Robertson et al. ( Reference Robertson, Clifford and Penson 1 ) conducted a randomised study to investigate the effects of regular coffee intake on markers of glucose and lipid metabolism with special reference to rs762551 SNP in the CYP1A2 gene. Before coffee intake, the AC genotype subjects with slow caffeine metabolism presented higher baseline glucose and NEFA than the AA genotype subjects with fast caffeine metabolism. Post-intervention, reduced postprandial glycaemia and NEFA were observed in the AC genotype subjects, which significantly differed from the change in the AA genotype subjects. The authors were cautious with regard to one-size-fits-all recommendation for coffee drinking and development of type 2 diabetes (T2D), because genotype and intervention were closely related to the association. I have a concern about their study related to type 2 diabetes mellitus (T2DM).

Denden et al.( Reference Denden, Bouden and Haj Khelil 2 ) conducted a meta-analysis to clarify the association between the CYP1A2 rs762551 polymorphism and habitual coffee intake with particular reference to sex and ethnicity. OR of genotypes AA against AC+CC for coffee intake was 1·13 (95 % CI 1·03, 1·24). In subgroup analyses, OR of genotypes AA against AC+CC in male, younger and Caucasian subjects for coffee intake were 1·21 (95 % CI 1·08, 1·35), 1·71 (95 % CI 1·18, 2·48) and 1·29 (95 % CI 1·12, 1·49), respectively. They concluded that the rs762551 AA genotype was closely associated with higher coffee intake, especially in the three presented subgroups. I suppose that the advantage of the AA genotype subjects for rapid caffeine metabolism would be lead to diminish the suppression of insulin sensitivity by habitual coffee intake, which would be supported by the preventive effect of decaffeinated coffee on incident T2DM( Reference Huxley, Lee and Barzi 3 ). Glucose-lowering effect by chlorogenic acids is explained by the suppression of hepatic glucose-6-phosphate activity( Reference Herling, Burger and Schwab 4 ), and the reduced risk of developing T2DM by regular coffees would be explained by the combination of chlorogenic acids and caffeine intake( Reference Santos and Lima 5 ).

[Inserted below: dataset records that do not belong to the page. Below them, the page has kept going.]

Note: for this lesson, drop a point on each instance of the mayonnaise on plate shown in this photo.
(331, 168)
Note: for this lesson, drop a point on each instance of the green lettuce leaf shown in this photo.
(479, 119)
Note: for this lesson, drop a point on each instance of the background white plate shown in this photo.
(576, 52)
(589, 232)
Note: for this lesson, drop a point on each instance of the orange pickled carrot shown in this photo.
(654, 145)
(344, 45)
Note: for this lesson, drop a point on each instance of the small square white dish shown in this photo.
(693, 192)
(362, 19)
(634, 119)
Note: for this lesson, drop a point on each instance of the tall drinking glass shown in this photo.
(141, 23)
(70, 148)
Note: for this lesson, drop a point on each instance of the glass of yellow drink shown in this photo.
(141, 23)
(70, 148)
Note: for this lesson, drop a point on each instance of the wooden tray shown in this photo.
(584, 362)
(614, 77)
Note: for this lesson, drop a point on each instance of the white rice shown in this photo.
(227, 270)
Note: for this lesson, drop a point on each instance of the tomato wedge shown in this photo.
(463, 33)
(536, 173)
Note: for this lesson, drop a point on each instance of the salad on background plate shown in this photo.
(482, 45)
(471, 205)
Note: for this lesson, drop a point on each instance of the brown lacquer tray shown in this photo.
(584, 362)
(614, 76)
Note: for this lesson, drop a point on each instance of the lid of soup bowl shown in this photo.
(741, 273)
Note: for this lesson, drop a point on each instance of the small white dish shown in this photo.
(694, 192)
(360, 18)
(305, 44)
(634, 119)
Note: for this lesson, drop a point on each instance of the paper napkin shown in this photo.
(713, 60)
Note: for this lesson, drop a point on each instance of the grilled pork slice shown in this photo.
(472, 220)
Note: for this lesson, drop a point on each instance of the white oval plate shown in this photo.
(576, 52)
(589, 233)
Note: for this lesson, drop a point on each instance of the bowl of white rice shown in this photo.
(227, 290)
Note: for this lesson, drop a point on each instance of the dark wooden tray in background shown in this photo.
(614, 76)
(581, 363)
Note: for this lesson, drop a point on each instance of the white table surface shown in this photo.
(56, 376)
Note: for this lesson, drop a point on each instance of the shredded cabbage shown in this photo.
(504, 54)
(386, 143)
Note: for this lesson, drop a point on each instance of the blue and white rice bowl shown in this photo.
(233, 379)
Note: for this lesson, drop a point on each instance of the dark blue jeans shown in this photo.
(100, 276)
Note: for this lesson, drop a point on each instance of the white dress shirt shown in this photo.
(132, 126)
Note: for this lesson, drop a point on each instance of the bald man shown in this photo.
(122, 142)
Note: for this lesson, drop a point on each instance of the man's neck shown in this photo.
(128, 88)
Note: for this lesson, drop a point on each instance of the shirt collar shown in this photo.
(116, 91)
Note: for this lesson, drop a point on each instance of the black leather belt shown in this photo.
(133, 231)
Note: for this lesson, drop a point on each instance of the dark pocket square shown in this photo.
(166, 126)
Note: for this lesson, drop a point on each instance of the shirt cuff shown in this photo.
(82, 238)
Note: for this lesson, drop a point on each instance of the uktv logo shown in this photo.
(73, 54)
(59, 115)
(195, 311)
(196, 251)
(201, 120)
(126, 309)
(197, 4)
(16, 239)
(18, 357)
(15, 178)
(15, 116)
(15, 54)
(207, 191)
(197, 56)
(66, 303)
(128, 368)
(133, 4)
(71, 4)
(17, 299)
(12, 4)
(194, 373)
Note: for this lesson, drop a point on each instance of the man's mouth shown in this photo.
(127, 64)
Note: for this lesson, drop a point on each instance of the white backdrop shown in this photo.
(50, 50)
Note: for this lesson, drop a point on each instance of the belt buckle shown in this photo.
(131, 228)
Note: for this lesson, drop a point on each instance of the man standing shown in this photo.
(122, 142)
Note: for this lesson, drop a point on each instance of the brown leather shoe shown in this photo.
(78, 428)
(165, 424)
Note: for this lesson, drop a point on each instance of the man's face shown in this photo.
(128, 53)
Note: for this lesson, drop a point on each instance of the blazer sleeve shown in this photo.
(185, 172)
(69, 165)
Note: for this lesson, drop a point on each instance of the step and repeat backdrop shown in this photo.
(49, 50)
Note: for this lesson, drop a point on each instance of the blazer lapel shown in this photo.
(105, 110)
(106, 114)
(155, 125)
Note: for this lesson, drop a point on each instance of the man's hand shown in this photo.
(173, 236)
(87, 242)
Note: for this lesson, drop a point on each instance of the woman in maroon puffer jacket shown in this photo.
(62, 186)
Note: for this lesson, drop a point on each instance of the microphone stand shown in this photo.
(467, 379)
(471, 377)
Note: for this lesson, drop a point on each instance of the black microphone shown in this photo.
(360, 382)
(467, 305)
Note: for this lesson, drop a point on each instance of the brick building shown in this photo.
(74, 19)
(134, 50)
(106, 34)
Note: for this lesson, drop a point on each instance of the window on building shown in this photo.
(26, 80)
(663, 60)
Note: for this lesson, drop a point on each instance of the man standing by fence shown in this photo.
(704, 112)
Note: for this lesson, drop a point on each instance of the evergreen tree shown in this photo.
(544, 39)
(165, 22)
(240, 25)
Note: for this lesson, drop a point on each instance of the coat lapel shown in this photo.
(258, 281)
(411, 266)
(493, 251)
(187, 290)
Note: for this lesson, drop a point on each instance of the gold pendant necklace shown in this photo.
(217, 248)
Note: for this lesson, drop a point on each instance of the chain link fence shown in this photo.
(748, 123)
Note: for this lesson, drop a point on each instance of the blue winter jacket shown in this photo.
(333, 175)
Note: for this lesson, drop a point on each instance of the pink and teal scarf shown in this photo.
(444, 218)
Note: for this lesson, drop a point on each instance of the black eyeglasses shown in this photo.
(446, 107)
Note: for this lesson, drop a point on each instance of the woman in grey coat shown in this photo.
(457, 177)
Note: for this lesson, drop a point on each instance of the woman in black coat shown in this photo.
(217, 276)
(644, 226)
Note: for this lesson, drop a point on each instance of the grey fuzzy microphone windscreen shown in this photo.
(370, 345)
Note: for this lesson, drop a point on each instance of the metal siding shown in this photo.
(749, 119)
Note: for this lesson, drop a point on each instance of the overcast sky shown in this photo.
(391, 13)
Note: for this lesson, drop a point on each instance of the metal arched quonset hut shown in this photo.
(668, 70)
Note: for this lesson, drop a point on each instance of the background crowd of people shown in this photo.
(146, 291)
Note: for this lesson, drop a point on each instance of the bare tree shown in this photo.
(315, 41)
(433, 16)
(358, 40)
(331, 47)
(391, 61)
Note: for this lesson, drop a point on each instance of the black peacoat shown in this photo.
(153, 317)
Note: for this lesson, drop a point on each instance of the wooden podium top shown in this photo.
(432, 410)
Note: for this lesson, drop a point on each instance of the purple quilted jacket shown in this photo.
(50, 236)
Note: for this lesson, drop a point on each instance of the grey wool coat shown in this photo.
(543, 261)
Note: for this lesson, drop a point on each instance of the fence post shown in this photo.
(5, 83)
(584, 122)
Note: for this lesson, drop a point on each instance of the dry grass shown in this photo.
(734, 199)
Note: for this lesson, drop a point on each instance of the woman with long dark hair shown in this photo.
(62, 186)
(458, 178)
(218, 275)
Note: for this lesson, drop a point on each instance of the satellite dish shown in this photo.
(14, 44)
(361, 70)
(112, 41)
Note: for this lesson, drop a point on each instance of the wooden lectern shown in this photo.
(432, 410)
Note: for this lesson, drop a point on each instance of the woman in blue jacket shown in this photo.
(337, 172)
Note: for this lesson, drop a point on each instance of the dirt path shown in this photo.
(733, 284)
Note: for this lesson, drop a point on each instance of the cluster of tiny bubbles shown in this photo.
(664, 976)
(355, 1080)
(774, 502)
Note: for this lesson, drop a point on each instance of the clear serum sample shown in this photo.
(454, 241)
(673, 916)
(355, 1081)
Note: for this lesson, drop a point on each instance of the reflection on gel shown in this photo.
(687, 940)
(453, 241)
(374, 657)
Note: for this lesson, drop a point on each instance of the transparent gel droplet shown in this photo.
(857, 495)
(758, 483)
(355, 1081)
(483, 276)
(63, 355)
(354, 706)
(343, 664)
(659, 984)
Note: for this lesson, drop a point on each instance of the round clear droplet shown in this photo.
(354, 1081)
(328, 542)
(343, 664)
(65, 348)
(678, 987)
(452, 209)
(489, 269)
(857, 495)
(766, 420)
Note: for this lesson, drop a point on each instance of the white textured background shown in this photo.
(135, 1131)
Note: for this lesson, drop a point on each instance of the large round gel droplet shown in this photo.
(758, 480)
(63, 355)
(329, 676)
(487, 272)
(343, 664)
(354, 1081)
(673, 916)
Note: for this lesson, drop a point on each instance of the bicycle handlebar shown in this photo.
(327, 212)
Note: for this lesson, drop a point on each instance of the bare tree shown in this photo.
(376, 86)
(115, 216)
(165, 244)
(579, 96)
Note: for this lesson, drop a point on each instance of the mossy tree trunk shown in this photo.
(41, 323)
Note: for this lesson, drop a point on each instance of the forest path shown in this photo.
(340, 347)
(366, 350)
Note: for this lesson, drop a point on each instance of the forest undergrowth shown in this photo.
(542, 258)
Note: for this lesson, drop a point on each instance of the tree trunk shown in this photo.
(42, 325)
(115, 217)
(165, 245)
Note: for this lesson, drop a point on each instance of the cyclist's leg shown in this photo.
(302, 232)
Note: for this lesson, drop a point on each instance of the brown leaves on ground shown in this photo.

Robertson et al. also pointed out the interventional effect in the AC genotype subjects of the postprandial glycaemic and lipaemic responses to chronic coffee consumption. Mechanisms of interventional effect on both glucose and NEFA should be specified by further study.

Acknowledgements

This research received no specific grant from any funding agency, commercial or not-for-profit sectors.

The author declares that there are no conflicts of interest.